Hi Jan,
> I have currently not an exact idea what it is good for (apart of
> playing around with scripting spatialite)
>
it opens the doors to many potential future developments of very
high relevance.
this means that starting since now any standard web browser could
potentially support a full feathered Spatial DMBS.
HTML5 on its own supports a canvass element: so any recent web
browser offers a dynamic scriptable 2D rendering engine supporting
both vector shapes and bitmap images.
at least in theory that's enough to start imagining that any
web browser could be now realistically offer all we need in
order to deploy at least a minimalistic self-standing mapping
environment.
and such an hypothetical minimalistic mapping/GIS environment
will be universally portable by its intrinsic nature: it will
work on any Unix/Mac/Windows desktop exactly in the same way
it will work on a tablet or on any other mobile device.

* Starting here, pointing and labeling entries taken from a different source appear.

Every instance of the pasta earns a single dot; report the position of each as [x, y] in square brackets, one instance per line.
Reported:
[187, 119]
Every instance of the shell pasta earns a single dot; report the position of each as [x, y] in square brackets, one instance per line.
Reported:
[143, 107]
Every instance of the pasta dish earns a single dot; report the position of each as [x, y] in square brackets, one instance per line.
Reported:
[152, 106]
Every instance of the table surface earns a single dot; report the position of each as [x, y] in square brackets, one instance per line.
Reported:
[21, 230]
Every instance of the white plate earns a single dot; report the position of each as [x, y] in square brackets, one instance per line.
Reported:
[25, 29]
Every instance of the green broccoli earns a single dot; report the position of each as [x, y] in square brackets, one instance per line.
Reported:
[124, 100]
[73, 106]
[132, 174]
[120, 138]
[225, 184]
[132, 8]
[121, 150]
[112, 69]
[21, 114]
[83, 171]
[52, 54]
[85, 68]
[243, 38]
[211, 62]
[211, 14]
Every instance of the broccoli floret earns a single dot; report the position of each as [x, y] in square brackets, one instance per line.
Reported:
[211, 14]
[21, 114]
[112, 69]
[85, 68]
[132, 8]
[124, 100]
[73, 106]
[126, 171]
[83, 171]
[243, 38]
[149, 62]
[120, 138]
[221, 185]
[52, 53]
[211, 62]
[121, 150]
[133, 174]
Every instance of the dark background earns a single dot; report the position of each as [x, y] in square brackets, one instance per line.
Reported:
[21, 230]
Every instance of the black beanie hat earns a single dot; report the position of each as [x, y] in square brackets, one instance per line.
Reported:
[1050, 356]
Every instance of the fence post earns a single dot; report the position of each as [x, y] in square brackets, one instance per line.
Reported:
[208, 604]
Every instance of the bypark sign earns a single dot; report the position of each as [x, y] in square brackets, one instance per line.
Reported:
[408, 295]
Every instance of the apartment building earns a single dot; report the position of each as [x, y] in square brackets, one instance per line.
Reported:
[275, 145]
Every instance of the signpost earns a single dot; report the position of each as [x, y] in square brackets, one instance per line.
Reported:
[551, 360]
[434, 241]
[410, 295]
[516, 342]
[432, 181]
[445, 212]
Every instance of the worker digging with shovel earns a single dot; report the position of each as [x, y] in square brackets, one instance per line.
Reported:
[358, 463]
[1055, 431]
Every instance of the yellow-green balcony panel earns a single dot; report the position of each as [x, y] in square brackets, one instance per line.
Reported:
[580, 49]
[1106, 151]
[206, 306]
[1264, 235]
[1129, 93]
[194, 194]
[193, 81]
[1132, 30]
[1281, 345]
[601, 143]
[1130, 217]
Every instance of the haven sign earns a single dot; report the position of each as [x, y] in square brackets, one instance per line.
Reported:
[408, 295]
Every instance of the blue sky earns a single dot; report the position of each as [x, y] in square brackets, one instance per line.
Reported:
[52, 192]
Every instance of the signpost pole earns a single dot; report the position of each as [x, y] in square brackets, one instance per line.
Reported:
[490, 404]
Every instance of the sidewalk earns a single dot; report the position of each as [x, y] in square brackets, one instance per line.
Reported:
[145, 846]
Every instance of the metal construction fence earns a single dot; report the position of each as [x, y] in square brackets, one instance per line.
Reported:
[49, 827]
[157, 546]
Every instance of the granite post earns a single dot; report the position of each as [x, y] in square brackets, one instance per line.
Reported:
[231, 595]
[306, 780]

for now it surely is a very immature technology just moving
it's very first steps.
anyway it looks very promising and highly interesting.
just as a suggestion: a web page where you can just test few SQL
statements is not at all sexy.
it could surely be much more attractive if someone mastering the
required JS skills could develop a prototype web app displaying
a simple map on the browser canvass.
I'm not a web developer, but I easily imagine that by integrating
OpenLayers or Leafltes this could probably be a not so complex task.